For starters, sales reps must understand their role in a team is that of leader and coordinator, not lone ranger superstar. It’s an informal management position, says Lichte, which is a tough adjustment for reps who are used to going it alone. “Salespeople typically see themselves as individuals because they have individual quotas to meet, are measured as individuals and thus tend to forget about the people who need to be part of a sale,” Lichte explains.
Identifying those people is the first step in successful team selling, however. At the outset of a sale, reps must identify who they’ll need on their team throughout the selling process, regardless of whether individual team members participate for an hour, a day or the majority of the time spent on the sale.

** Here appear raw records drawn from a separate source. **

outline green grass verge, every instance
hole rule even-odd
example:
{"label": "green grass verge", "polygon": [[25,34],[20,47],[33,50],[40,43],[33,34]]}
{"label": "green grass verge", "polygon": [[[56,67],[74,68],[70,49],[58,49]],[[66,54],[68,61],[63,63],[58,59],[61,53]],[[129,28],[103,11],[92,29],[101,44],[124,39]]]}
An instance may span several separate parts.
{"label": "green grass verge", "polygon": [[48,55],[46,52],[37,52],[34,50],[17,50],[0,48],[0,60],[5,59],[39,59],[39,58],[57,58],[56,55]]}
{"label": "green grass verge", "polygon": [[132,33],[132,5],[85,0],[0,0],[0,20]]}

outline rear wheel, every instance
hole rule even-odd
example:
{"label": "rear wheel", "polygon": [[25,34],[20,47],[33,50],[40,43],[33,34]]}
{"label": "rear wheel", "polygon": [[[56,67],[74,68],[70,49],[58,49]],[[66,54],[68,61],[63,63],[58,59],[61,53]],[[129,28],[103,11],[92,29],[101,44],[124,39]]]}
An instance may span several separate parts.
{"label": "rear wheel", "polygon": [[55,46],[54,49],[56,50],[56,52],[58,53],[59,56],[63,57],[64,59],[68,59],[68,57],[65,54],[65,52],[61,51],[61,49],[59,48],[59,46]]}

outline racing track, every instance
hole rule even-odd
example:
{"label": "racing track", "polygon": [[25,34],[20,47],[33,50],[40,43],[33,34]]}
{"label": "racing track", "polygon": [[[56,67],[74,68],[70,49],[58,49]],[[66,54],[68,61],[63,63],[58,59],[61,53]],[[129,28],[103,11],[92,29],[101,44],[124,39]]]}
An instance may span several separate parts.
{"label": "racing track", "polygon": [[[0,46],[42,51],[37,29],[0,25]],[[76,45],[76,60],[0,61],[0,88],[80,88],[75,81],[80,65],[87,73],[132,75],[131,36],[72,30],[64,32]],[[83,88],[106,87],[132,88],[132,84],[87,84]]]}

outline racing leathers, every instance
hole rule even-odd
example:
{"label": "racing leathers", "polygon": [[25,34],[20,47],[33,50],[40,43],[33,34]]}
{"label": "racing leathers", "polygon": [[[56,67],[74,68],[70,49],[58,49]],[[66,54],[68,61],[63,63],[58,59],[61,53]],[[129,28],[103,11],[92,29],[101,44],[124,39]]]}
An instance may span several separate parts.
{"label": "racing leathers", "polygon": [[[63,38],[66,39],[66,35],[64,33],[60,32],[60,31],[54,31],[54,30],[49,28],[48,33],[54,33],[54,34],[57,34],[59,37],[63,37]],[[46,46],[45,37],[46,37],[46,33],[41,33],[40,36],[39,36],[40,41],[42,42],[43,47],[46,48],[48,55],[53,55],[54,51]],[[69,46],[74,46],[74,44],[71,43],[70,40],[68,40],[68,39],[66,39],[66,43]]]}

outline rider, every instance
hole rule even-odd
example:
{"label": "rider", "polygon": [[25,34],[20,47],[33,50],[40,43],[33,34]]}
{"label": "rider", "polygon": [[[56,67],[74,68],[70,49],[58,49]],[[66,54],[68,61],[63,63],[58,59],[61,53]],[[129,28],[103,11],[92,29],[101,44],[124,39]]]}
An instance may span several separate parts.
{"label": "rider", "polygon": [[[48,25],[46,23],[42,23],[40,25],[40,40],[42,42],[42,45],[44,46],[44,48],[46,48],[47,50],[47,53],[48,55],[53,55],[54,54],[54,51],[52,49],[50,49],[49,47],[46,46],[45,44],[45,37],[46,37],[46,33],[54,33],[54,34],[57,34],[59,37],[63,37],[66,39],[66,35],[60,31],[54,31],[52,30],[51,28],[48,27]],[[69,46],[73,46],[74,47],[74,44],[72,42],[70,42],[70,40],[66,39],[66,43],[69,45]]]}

Next, reps must plan how they are going to communicate with their team members. Communication, says Lichte, includes regular updates on the sale, running meetings, coordinating customer presentations and meetings and marshalling the company resources required to address the customer’s needs. It also includes briefing those accompanying the rep to see the customer prior to the meeting. What, if anything, are those people expected to say? When? What new developments should they know about? “They should operate as though they were running a business,” suggests Lichte.
Managing a team is a tough, complex job that not every rep is able to handle. Add multiple sales with multiple team members in multiple stages of progress and it’s easy to see why sales managers need to carefully choose the reps who take on this role. “Sales managers need to look for reps who are willing to collaborate,” stresses Lichte. “Since they naturally operate as individuals, salespeople have a tendency to not reach out, to think it might look weak to rely on someone else for an answer. But the people who make the best team managers are those who are willing to delegate and defer to other people.”
So if your reps are informally operating within teams, take steps to formalize those teams and promote those reps to managers. Give them the tools and training they need to operate effectively in their roles as leaders, and then watch their sales skyrocket.